Critics raise questions after Trump fires India-born attorney Preet Bharara

Hindustan Times, Washington | ByYashwant Raj
Apr 06, 2017 08:36 AM IST

Critics have alleged the firing of high profile Indian-born US attorney Preet Bharara could have been aimed at preempting any investigation of Donald Trump or his aides’ links to Russia that Bharara’s office might have been pursuing.

Defiant to the end, Preet Bharara, the high profile Indian-born US attorney often called the Sheriff of Wall Street, refused to hand over his resignation, among the 46 sought by the Trump administration and announced he had been fired.

Preet Bharara as US attorney for the Southern District of New York built a formidable reputation pursuing security scams and insider trading.(Reuters file)
Preet Bharara as US attorney for the Southern District of New York built a formidable reputation pursuing security scams and insider trading.(Reuters file)

While there were no indications his firing, or the others, had anything to do with any investigation linked to President Donald Trump, his campaign or aides, critics have sought details. John Conyers, the House Judiciary Committee’s top Democrat, said he suspected Bharara “could be reviewing a range of potential improper activity emanating from Trump Tower and the Trump campaign, as well as entities with financial ties to the president or the Trump organization”.

Others have alleged the firing could have been aimed at preempting any investigation of Trump or his aides’ links to Russia that Bharara’s office might have been pursuing.

Bharara himself has not given any such indication. “I did not resign. Moments ago I was fired,” he said in a tweet on Saturday, and in a statement said, “Serving my country as US Attorney here for the past seven years will forever be the greatest honor of my professional life, no matter what else I do or how long I live. One hallmark of justice is absolute independence, and that was my touchstone every day that I served.”

The tweet about his resignation came at the end of an intriguing set of events that began with a phone call from the White House to his office on Thursday, asking him to call back. He did, but only after he had looped in the office of the attorney general Jeff Sessions about a possible breach of protocols regarding contacts between the president and a US attorney. He called the White House and told them he couldn’t speak to the president.

It wasn’t clear if these calls had anything to do with his ouster, or if the President had personally wanted to give him a heads-up having asked him earlier to stay on, or if it was about any investigation or case being pursued by Bharara’s office.

Bharara, who as US attorney for the Southern District of New York built a formidable reputation pursuing security scams and insider trading, was asked on Friday to resign, along with 45 other US attorneys appointed by President Barack Obama.

Every new president does that — President Bill Clinton had removed 90 US attorneys after taking office — and President Donald Trump was doing the same, as a justice department spokeswoman said in explanation of the resignations.

Except, as Bharara argued to the justice department official who called to ask for his resignation, the president had asked him to continue and by seeking his resignation now he was actually firing him.

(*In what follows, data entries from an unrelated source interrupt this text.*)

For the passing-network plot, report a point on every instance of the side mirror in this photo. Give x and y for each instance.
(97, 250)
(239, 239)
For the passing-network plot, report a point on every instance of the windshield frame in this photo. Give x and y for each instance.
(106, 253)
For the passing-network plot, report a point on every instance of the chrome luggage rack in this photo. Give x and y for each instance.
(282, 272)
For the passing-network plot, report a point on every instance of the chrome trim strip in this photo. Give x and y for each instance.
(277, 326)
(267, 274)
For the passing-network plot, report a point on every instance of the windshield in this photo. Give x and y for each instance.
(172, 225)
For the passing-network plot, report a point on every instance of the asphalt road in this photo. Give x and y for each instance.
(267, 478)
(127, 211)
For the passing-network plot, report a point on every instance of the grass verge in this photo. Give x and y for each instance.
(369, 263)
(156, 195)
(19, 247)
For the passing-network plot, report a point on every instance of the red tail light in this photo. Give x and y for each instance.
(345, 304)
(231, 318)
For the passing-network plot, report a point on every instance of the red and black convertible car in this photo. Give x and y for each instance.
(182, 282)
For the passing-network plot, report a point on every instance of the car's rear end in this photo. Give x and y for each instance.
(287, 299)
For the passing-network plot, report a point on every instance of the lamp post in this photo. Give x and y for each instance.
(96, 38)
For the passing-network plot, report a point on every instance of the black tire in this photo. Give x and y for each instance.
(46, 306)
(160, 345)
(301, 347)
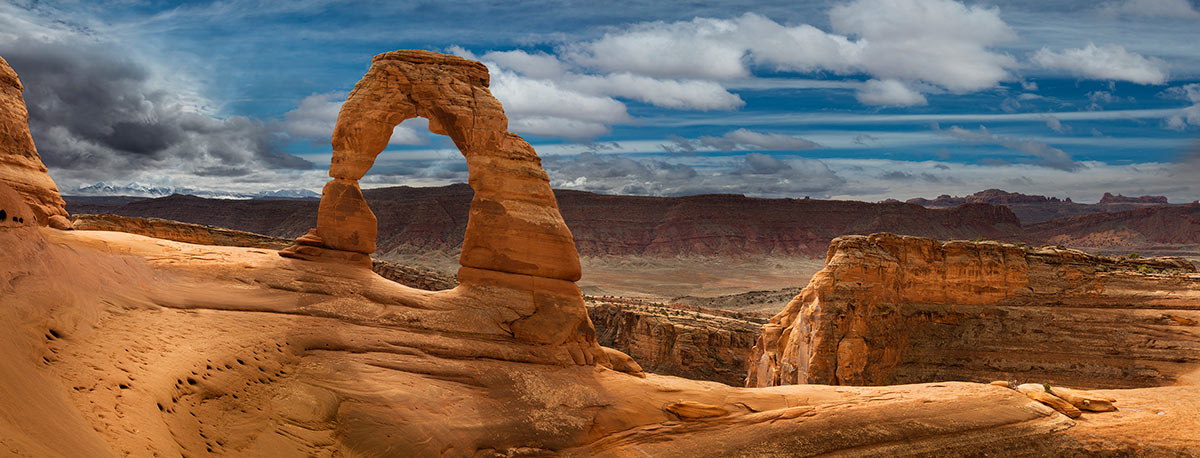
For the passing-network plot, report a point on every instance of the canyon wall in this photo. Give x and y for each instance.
(673, 342)
(424, 220)
(21, 167)
(898, 309)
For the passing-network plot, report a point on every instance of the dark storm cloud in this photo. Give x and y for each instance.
(97, 114)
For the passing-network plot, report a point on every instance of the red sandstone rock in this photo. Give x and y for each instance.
(895, 309)
(514, 224)
(21, 167)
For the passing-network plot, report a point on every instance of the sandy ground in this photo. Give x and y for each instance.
(114, 344)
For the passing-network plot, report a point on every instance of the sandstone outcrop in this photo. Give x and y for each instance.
(1036, 209)
(515, 239)
(898, 309)
(672, 342)
(21, 167)
(435, 220)
(1121, 199)
(514, 226)
(178, 231)
(187, 233)
(115, 344)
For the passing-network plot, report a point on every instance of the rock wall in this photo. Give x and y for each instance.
(21, 167)
(898, 309)
(515, 240)
(178, 231)
(671, 342)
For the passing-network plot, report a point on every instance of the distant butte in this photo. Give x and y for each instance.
(117, 344)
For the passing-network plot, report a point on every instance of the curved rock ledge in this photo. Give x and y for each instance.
(897, 309)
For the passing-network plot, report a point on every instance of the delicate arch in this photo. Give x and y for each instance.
(514, 224)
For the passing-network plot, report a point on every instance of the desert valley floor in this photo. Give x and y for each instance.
(504, 319)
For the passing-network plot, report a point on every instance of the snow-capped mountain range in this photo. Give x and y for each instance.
(138, 190)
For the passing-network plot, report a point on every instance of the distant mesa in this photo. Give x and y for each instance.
(1121, 199)
(1000, 197)
(995, 197)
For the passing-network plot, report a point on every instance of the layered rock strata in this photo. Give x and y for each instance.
(673, 342)
(898, 309)
(514, 224)
(117, 344)
(21, 167)
(178, 231)
(515, 239)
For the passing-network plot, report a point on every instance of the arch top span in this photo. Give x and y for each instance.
(514, 226)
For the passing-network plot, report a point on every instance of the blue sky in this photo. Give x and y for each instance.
(857, 100)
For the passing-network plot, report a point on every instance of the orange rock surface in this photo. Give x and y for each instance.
(120, 345)
(21, 167)
(894, 309)
(514, 226)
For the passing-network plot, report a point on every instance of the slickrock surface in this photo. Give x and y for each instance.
(435, 218)
(178, 231)
(21, 167)
(115, 344)
(167, 229)
(897, 309)
(514, 226)
(672, 342)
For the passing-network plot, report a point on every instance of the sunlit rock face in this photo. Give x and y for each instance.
(515, 240)
(117, 344)
(895, 309)
(21, 167)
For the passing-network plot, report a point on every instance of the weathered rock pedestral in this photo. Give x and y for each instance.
(514, 226)
(21, 167)
(515, 240)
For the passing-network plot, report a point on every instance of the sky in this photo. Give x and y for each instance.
(863, 100)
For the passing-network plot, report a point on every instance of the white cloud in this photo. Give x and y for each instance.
(1048, 156)
(1110, 61)
(940, 42)
(1054, 124)
(961, 179)
(936, 41)
(538, 65)
(1151, 8)
(741, 139)
(889, 92)
(539, 106)
(1189, 115)
(317, 114)
(754, 174)
(694, 95)
(702, 48)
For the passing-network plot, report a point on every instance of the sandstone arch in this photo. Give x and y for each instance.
(514, 224)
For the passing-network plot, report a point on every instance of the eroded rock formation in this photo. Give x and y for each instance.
(898, 309)
(178, 231)
(672, 342)
(21, 167)
(515, 239)
(514, 226)
(115, 344)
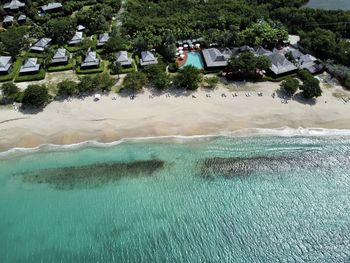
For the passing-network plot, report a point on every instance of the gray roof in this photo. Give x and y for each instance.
(42, 44)
(60, 56)
(80, 27)
(77, 38)
(5, 63)
(8, 19)
(91, 60)
(30, 65)
(51, 6)
(123, 59)
(262, 51)
(22, 17)
(280, 64)
(214, 58)
(147, 58)
(102, 39)
(13, 5)
(296, 53)
(310, 63)
(246, 48)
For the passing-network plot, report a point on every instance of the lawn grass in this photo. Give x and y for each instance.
(39, 76)
(100, 69)
(69, 66)
(73, 48)
(15, 68)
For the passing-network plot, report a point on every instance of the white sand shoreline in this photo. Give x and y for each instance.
(64, 123)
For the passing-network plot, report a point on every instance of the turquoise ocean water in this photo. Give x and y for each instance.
(260, 198)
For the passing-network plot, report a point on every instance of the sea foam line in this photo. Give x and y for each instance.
(247, 132)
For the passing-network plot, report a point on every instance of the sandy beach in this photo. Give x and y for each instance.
(107, 120)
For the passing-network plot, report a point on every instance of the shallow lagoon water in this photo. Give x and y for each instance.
(220, 199)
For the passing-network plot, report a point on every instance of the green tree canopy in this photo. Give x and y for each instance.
(189, 77)
(311, 85)
(248, 63)
(290, 85)
(157, 76)
(14, 40)
(35, 96)
(67, 88)
(135, 81)
(265, 33)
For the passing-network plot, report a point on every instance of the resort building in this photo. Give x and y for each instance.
(22, 19)
(76, 39)
(60, 57)
(147, 58)
(123, 59)
(41, 45)
(91, 60)
(14, 5)
(7, 21)
(310, 63)
(50, 7)
(102, 39)
(280, 65)
(260, 51)
(80, 27)
(5, 64)
(214, 58)
(30, 66)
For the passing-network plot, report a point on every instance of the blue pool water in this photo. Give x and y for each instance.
(194, 59)
(222, 199)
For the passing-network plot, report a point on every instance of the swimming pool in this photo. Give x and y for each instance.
(194, 59)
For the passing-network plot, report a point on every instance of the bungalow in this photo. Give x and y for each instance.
(280, 65)
(260, 51)
(91, 60)
(147, 58)
(22, 19)
(7, 20)
(76, 39)
(60, 57)
(30, 66)
(5, 64)
(80, 27)
(41, 45)
(310, 63)
(50, 7)
(214, 58)
(102, 39)
(123, 59)
(14, 5)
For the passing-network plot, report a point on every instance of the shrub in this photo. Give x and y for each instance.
(135, 81)
(35, 96)
(188, 78)
(67, 88)
(290, 85)
(9, 90)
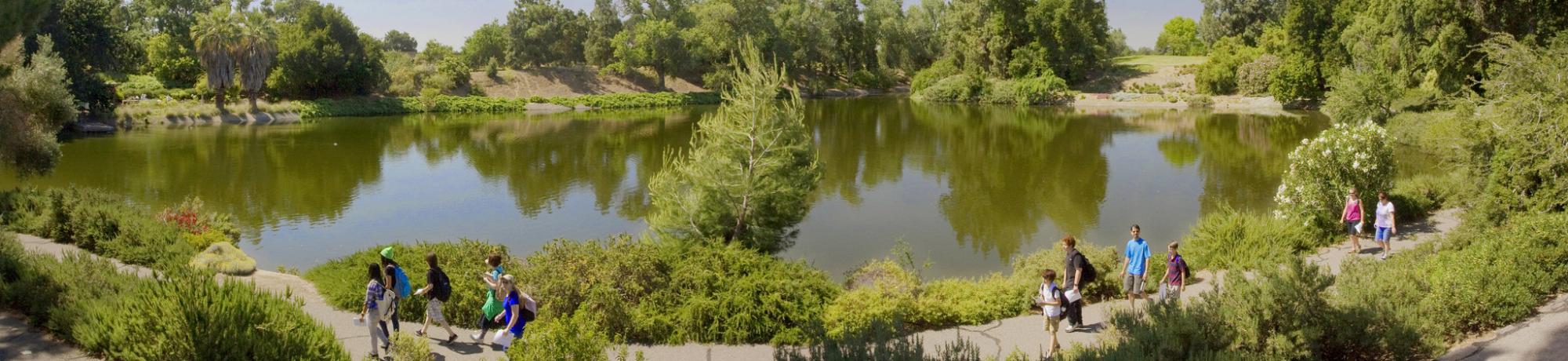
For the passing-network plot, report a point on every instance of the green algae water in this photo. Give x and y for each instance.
(965, 186)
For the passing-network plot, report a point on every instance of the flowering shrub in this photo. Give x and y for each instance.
(200, 230)
(1326, 169)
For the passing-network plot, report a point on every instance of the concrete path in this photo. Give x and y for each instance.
(998, 338)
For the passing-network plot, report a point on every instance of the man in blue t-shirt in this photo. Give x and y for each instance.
(1134, 268)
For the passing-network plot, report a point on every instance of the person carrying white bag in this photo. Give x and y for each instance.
(1051, 302)
(520, 310)
(379, 307)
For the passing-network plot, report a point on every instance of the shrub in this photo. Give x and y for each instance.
(1326, 169)
(954, 89)
(96, 222)
(1282, 315)
(225, 258)
(1363, 95)
(1200, 101)
(1236, 241)
(575, 338)
(1252, 79)
(931, 76)
(680, 293)
(343, 282)
(1218, 76)
(178, 316)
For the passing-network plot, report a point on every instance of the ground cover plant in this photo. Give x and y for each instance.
(114, 227)
(178, 315)
(343, 282)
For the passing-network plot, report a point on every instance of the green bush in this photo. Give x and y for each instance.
(98, 222)
(1326, 169)
(931, 76)
(1236, 241)
(1280, 315)
(1200, 101)
(225, 258)
(678, 293)
(343, 282)
(576, 338)
(176, 316)
(1218, 76)
(954, 89)
(1252, 79)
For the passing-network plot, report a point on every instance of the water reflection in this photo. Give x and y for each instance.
(968, 186)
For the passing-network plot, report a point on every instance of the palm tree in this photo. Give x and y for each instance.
(256, 53)
(217, 37)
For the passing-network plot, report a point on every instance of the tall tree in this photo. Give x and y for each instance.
(752, 169)
(487, 43)
(1180, 38)
(1244, 20)
(401, 42)
(256, 51)
(35, 103)
(604, 23)
(217, 38)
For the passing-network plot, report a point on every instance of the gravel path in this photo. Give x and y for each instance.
(1023, 334)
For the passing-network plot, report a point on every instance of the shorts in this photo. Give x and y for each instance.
(1133, 285)
(434, 312)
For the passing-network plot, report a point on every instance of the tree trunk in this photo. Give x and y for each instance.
(220, 101)
(253, 101)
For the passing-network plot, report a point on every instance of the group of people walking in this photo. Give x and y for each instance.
(506, 310)
(1064, 301)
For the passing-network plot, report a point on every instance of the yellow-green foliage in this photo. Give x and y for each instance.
(343, 282)
(98, 222)
(225, 258)
(576, 338)
(412, 349)
(680, 293)
(180, 316)
(1233, 241)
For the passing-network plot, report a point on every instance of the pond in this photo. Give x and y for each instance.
(965, 186)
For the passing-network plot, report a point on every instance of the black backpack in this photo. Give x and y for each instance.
(1091, 275)
(443, 290)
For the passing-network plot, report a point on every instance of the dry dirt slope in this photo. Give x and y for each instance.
(551, 82)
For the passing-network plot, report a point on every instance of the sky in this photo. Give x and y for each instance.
(452, 21)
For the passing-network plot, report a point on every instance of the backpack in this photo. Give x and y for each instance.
(1091, 275)
(404, 291)
(443, 290)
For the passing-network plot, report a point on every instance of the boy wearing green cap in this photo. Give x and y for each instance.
(399, 288)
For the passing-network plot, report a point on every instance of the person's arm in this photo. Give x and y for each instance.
(515, 316)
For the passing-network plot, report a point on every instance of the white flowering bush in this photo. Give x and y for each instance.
(1326, 169)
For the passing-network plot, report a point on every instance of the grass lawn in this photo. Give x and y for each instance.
(1161, 60)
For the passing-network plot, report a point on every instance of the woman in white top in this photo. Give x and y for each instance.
(1385, 224)
(1050, 301)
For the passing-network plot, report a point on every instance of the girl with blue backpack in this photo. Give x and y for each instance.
(399, 283)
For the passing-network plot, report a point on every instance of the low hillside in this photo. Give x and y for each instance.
(553, 82)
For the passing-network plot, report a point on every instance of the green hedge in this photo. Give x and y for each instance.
(176, 316)
(675, 293)
(1238, 241)
(343, 282)
(479, 104)
(98, 222)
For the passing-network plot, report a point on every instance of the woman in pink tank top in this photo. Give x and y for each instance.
(1352, 217)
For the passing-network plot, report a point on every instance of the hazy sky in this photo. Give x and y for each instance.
(452, 21)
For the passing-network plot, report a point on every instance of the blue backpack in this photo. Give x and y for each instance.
(404, 291)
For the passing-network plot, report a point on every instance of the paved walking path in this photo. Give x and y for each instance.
(1541, 338)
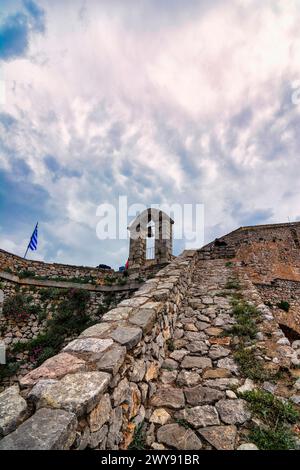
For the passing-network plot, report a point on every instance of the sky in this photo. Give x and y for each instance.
(173, 101)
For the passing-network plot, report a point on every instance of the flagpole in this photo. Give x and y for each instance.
(26, 252)
(30, 241)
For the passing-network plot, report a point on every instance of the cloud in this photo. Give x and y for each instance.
(158, 101)
(16, 29)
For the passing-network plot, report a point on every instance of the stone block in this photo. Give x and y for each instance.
(13, 409)
(127, 336)
(46, 430)
(54, 368)
(112, 359)
(88, 345)
(78, 392)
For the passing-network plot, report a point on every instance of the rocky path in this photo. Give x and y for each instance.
(197, 402)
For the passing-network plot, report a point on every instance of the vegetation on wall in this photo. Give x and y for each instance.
(69, 319)
(284, 305)
(20, 308)
(276, 417)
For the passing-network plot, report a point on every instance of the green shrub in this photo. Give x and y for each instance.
(246, 316)
(51, 294)
(270, 408)
(280, 438)
(69, 319)
(9, 369)
(45, 354)
(233, 284)
(276, 415)
(250, 366)
(139, 438)
(284, 305)
(25, 274)
(16, 308)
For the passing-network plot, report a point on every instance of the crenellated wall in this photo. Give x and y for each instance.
(283, 290)
(266, 251)
(92, 394)
(16, 265)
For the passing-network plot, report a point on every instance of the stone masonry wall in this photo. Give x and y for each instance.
(16, 264)
(12, 331)
(267, 251)
(287, 291)
(93, 393)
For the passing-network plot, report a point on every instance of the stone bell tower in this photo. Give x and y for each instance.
(151, 222)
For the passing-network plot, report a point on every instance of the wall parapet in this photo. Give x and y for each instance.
(92, 394)
(66, 284)
(15, 264)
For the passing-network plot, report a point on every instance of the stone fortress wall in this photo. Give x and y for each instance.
(270, 255)
(94, 393)
(38, 281)
(15, 264)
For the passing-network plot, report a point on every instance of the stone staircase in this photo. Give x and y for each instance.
(197, 403)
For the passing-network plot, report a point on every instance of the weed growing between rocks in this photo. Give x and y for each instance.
(284, 305)
(69, 319)
(139, 438)
(246, 316)
(233, 284)
(277, 416)
(251, 367)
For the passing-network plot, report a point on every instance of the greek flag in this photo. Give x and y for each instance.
(32, 245)
(33, 241)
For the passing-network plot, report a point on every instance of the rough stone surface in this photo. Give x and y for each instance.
(97, 330)
(89, 345)
(78, 392)
(188, 378)
(200, 395)
(46, 430)
(144, 319)
(100, 414)
(12, 409)
(202, 416)
(112, 359)
(54, 368)
(160, 416)
(191, 362)
(169, 397)
(220, 437)
(127, 336)
(248, 446)
(233, 411)
(178, 437)
(36, 391)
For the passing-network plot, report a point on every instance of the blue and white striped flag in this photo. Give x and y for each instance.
(33, 240)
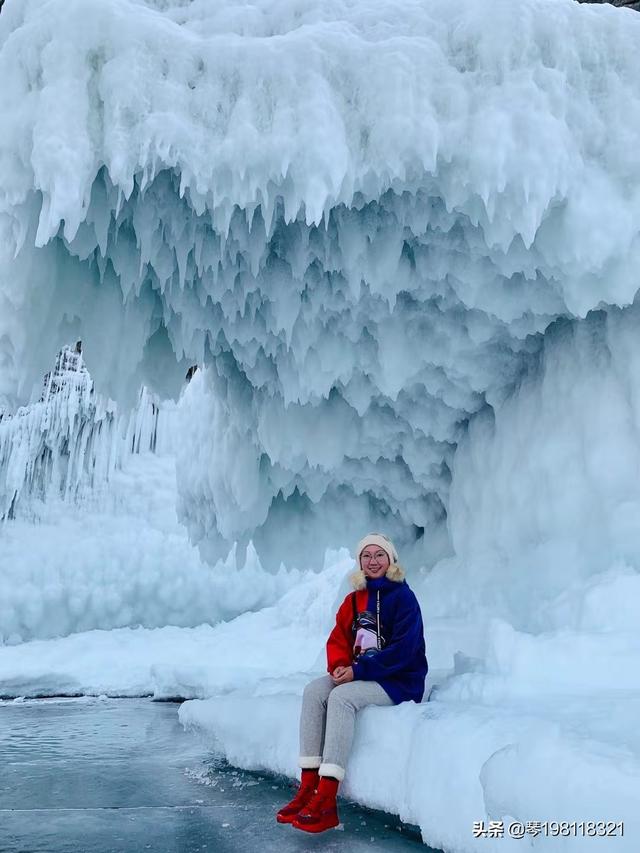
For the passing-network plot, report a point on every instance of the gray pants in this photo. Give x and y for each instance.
(328, 718)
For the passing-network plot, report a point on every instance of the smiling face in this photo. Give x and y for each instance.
(374, 561)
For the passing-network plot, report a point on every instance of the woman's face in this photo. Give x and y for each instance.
(374, 561)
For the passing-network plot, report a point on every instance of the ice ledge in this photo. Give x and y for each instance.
(442, 766)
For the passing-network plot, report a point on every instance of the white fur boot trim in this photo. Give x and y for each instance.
(332, 770)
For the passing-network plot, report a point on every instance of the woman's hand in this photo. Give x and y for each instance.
(342, 674)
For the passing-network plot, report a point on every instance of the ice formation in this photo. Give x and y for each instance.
(362, 218)
(89, 537)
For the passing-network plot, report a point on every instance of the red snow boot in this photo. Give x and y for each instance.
(321, 812)
(307, 789)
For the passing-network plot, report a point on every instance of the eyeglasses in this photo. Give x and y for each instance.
(378, 557)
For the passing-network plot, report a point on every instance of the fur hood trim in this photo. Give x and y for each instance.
(358, 580)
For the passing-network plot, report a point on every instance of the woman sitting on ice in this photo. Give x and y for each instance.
(376, 656)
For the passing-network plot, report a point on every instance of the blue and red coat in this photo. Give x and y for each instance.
(401, 666)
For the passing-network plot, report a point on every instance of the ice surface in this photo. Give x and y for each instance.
(362, 217)
(89, 537)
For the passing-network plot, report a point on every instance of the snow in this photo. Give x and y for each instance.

Bharara didn’t say anything publicly though.

After another phone call with that justice department official, during which they are reported to have had a similar conversation, Bharara announced his firing on Twitter, ending a stand-off that shot to the top of headlines over a relatively quieter weekend.

Trump had Bharara to stay on after a meeting in November at Trump Tower where he, as president-elect, was building his team, with candidates rolling in and out of the building in full glare of TV cameras and reporters.

“I agreed to stay on,” Bharara told reporters, “I have already spoken to Senator Sessions, who is as you know the nominee to be the attorney general. He also asked that I stay on, and so I expect that I will be continuing to work at the southern district.”

On Friday, he was asked to turn in his papers.

Unidentified White House officials have said, according to media reports, the president had indeed asked Bharara to continue in anticipation of better relations with Senator from New York Chuck Schumer, who is close to Bharara.

Schumer is the leader of senate Democrats and Trump might have wanted him on his side to garner bipartisan support for his legislative agenda, but the two have since clashed on most issues, with the ensuing war of words ending in name-calling.

According to another account, Trump’s chief strategist Steve Bannon and Sessions wanted to clean up the administration of all Obama holdovers and Bharara, who was named to the office by the former president seven year ago, had to go too.

Bharara had become in November the third Indian American invited by Trump to join his administration after South Carolina governor Nikki Haley who had been tapped for US ambassador to UN and Seema Verma for medicaid and medicare services.

Trump went on to hire a few more Indian Americans — Ajit Pai as chairman of the Federal Communications Commission; Uttam Dhillon as a member of the White House legal team and Raj Shah as part of the White House communications group.